Distributed and Optimal Reduced Primal-Dual Algorithm for Uplink OFDM Resource Allocation

TL;DR

This paper introduces a distributed reduced primal-dual algorithm for uplink OFDM resource allocation that efficiently handles heterogeneous user requirements, converges globally, and reduces message overhead compared to centralized methods.

Contribution

A novel distributed primal-dual algorithm for uplink OFDM resource allocation that is computationally efficient, likely globally convergent, and reduces message overhead.

Findings

Algorithm converges faster than centralized methods.
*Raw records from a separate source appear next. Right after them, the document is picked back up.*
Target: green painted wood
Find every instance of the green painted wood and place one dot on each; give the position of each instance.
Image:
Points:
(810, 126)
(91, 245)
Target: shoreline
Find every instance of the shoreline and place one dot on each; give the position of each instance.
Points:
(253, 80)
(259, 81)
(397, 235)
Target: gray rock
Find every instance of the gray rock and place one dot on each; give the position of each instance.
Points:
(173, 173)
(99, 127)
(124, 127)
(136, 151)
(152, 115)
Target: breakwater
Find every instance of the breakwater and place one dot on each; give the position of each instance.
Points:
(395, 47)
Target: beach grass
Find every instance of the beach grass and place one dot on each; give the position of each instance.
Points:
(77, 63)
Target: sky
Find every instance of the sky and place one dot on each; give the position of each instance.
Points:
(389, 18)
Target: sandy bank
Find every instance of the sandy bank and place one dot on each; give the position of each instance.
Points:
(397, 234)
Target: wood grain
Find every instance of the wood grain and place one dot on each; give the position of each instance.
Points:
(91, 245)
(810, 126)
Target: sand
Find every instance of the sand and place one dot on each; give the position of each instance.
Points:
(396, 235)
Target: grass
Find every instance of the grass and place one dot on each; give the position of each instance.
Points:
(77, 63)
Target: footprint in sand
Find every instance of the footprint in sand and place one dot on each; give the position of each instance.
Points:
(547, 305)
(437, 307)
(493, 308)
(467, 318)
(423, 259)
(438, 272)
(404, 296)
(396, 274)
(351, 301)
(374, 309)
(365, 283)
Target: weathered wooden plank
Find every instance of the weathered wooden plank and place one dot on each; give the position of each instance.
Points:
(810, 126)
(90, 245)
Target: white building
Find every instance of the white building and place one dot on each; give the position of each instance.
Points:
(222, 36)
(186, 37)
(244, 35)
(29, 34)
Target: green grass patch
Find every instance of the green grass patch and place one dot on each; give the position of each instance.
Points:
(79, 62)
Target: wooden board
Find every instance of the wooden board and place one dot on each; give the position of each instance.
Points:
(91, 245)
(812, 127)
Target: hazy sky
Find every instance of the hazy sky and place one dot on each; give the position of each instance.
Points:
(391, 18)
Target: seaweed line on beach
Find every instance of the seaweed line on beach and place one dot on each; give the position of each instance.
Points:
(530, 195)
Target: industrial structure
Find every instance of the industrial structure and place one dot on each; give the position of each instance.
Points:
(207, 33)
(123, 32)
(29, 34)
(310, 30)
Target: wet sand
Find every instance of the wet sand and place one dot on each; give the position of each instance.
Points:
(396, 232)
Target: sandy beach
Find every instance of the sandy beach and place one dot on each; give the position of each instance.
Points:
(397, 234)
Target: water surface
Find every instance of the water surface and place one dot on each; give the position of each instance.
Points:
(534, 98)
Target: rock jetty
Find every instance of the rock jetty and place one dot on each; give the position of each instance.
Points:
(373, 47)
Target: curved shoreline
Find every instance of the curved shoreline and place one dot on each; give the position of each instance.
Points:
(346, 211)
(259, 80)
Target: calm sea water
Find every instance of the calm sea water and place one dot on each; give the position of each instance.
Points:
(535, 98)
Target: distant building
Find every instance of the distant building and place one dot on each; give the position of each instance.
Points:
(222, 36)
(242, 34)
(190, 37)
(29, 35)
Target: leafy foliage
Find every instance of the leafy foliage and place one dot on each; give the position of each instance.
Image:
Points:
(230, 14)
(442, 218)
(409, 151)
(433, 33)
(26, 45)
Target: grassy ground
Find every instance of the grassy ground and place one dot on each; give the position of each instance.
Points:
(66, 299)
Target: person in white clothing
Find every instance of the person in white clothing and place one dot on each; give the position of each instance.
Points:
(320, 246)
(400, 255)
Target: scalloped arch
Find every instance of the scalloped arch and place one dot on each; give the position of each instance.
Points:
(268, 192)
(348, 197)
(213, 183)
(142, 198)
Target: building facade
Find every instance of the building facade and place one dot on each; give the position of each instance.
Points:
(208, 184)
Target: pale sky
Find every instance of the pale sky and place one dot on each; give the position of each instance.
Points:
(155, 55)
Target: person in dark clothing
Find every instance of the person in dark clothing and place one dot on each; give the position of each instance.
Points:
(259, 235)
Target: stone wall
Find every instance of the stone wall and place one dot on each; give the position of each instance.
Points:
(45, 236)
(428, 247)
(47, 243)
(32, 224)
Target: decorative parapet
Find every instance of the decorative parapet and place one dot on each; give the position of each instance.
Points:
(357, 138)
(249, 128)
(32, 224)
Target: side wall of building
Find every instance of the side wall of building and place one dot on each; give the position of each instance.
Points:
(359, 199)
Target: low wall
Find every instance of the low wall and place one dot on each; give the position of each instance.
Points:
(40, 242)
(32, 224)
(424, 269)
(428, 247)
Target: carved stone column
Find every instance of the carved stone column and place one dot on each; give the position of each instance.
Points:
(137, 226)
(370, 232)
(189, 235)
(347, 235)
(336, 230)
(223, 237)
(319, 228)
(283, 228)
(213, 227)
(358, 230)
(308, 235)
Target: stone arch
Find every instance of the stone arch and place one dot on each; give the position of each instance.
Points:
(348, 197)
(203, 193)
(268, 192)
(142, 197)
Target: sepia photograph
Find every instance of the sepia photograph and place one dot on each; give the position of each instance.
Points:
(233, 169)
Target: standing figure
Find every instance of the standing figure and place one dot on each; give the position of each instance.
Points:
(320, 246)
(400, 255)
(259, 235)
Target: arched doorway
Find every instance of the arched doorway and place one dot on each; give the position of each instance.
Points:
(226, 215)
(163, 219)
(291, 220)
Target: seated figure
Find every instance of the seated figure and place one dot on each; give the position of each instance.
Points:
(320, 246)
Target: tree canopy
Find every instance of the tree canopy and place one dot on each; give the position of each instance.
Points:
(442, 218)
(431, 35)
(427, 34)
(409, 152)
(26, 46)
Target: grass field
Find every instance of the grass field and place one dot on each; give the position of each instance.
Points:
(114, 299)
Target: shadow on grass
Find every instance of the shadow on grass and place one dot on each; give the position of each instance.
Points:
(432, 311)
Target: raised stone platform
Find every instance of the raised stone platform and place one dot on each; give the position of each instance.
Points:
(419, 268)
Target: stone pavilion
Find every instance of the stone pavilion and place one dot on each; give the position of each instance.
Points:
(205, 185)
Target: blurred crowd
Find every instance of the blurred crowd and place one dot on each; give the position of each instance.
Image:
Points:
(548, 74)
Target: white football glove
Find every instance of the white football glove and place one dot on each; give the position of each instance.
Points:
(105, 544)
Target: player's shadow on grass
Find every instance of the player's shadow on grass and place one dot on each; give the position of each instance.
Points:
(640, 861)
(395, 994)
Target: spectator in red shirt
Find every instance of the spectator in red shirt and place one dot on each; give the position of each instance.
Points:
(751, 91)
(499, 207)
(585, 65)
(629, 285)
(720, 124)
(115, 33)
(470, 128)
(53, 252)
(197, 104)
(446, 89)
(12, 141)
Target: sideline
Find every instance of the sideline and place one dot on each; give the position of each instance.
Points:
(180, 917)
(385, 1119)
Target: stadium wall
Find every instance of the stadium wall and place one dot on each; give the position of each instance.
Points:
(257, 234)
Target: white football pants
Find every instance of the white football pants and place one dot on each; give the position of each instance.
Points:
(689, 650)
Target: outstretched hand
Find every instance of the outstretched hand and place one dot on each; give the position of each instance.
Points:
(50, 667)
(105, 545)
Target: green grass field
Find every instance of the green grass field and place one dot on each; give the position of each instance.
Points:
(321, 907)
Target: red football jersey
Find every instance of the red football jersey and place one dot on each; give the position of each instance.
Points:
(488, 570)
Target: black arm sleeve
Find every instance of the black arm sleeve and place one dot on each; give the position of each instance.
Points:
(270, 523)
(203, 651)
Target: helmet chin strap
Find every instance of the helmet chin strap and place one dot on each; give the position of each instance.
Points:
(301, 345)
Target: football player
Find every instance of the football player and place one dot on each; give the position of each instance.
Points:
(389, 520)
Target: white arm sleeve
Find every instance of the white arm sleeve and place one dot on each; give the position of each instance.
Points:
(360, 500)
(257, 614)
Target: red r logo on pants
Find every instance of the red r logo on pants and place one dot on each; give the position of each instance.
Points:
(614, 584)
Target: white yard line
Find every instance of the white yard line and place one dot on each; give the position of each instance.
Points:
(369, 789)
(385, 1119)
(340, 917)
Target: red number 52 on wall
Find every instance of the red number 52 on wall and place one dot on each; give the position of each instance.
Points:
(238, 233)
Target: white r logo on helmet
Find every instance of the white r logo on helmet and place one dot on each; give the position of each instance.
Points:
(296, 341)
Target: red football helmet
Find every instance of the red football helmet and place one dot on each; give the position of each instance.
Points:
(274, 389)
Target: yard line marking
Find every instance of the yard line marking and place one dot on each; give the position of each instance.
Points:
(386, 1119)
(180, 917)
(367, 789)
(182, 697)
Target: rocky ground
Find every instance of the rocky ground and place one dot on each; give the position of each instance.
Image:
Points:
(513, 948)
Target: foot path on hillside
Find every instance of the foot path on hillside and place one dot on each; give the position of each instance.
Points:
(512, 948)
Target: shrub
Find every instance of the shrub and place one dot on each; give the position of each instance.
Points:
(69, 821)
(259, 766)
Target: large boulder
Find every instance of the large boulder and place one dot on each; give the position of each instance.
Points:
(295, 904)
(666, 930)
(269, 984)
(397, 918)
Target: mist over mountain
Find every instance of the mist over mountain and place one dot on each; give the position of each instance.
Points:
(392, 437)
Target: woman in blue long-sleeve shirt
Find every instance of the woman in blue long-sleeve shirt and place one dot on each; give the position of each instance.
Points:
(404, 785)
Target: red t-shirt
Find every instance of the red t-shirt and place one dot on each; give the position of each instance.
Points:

Significantly reduces message overhead.

Performs well in realistic OFDM simulations.

Abstract

Orthogonal Frequency Division Multiplexing (OFDM) is the key component of many emerging broadband wireless access standards. The resource allocation in OFDM uplink, however, is challenging due to heterogeneity of users' Quality of Service requirements, channel conditions, and individual resource constraints. We formulate the resource allocation problem as a non-strictly convex optimization problem, which typically has multiple global optimal solutions. We then propose a reduced primal-dual algorithm, which is distributed, low in computational complexity, and probably globally convergent to a global optimal solution. The performance of the algorithm is studied through a realistic OFDM simulator. Compared with the previously proposed centralized optimal algorithm, our algorithm not only significantly reduces the message overhead but also requires less iterations to converge.